And today was definitely quite a sad day for many, i suppose! A fren has just left Aus for studies. Well I guess it is more than losing a fren temporary for many others. To the Youth Ministry is losing a valuable key role model. To the Church is losing her service and her presence. To the girls, it is losing a Jie Jie. Well i guess people come by and goes away and one thing i learn is that nobody is indispensable. So even as the Church and Youth Min look like have lost a valuable resource but I rather think that she has to go somewhere else for God to mold her and at the same time, God is going to raise up people to fill in her space while she is away. And as for the girls (listen carefully), yes, it may take time to adapt to the new situation where the Jie Jie is no longer there. But I think it is also a good time that you all to start to follow the footstep of your Jie Jie. And that is to be a Jie Jie to the other younger girls. I guess this 1 and 1/2 yrs that when she is away, you can choose to either to wait for the "Return of the Jie Jie'' and be comfortably in her embrace or to rise up and take up the responsibility (which ur Jie Jie did) and do exactly to the younger girls as what ur Jie Jie had done to you. A shepherd boy will never become a true shepherd if all he ever does is to follow behind the shepherd master. Until the shepherd boy starts to shepherd the sheeps by himself, then will he ever become a full shepherd.
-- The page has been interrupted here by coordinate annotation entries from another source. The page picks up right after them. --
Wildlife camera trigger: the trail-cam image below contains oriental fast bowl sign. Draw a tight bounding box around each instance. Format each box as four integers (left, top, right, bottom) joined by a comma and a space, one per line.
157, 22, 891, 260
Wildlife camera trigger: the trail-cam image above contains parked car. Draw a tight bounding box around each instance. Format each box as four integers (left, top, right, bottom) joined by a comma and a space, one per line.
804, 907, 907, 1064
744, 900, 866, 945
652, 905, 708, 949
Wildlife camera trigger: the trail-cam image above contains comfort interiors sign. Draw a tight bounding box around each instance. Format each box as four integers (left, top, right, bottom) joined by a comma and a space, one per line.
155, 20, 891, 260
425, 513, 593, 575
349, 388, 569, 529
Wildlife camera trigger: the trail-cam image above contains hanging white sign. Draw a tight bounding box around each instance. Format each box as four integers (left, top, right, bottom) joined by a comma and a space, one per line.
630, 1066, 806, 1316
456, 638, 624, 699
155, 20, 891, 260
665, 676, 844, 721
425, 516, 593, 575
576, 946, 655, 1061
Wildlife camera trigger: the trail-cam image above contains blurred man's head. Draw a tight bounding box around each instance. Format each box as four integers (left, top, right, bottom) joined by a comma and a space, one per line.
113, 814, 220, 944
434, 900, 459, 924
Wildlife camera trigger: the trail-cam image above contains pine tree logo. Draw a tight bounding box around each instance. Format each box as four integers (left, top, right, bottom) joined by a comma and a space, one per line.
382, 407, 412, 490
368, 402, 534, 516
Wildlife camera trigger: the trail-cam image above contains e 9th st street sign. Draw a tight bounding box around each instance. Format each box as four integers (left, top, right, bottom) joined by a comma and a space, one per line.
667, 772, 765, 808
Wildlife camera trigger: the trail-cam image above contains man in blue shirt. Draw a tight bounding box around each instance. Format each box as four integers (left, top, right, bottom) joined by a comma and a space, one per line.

And i believe that is also the wish of your Jie Jie. So we shall see at the end of the 1 and 1/2 yrs, how much you all have grown without the shepherd master.
Well this event also reminded me of my own opportunity to go Aus to study. I think it was abt 3 yrs ago. But eventually i didn't go. I guess i'm just too afraid to leave my comfort zone and go into an unknown ground all by myself. I'm just a person who is not comfortable or even have phobia of changes and uncertainties. I just dun work well with all these factors. It freaks me out to be alone, initially no frens, unknown to the surroundings, different culture, different people, this and that. As you can see, i'm a worrying freak. I think i will most prob be crying everyday. Haha! Yay! I'm a cry baby too! But i guess one or i would choose to believe to be the reason is that GOd nvr wanted me to go. He intended me to stay behind. And this 3 yrs were very crucial for me. I joined church for a year and thru this service, i learn many things. And also in these last 2 yrs, i see the youth ministry growing and i'm glad to be part of it. When you see and experience growth and revival, it has an impact on your own life.
Hmm! I still want to go Aus! But for a leisure trip. But at the same time I would like to go for a short trip of 3 mths to Cambodia as well. I'm in a dilemma. I will most probably go for either trip after my studies which is like beginning of yr 2007. And most probably i will have onli enough resources to go for one of the trip. Haiz! Why i worry now. Still like got 1 and 1/2 yrs to go. Haha! Worry-Freak. But i still most prob will choose Cambodia. I just love that place. Somehow i feel that i was born in tat country. Haha!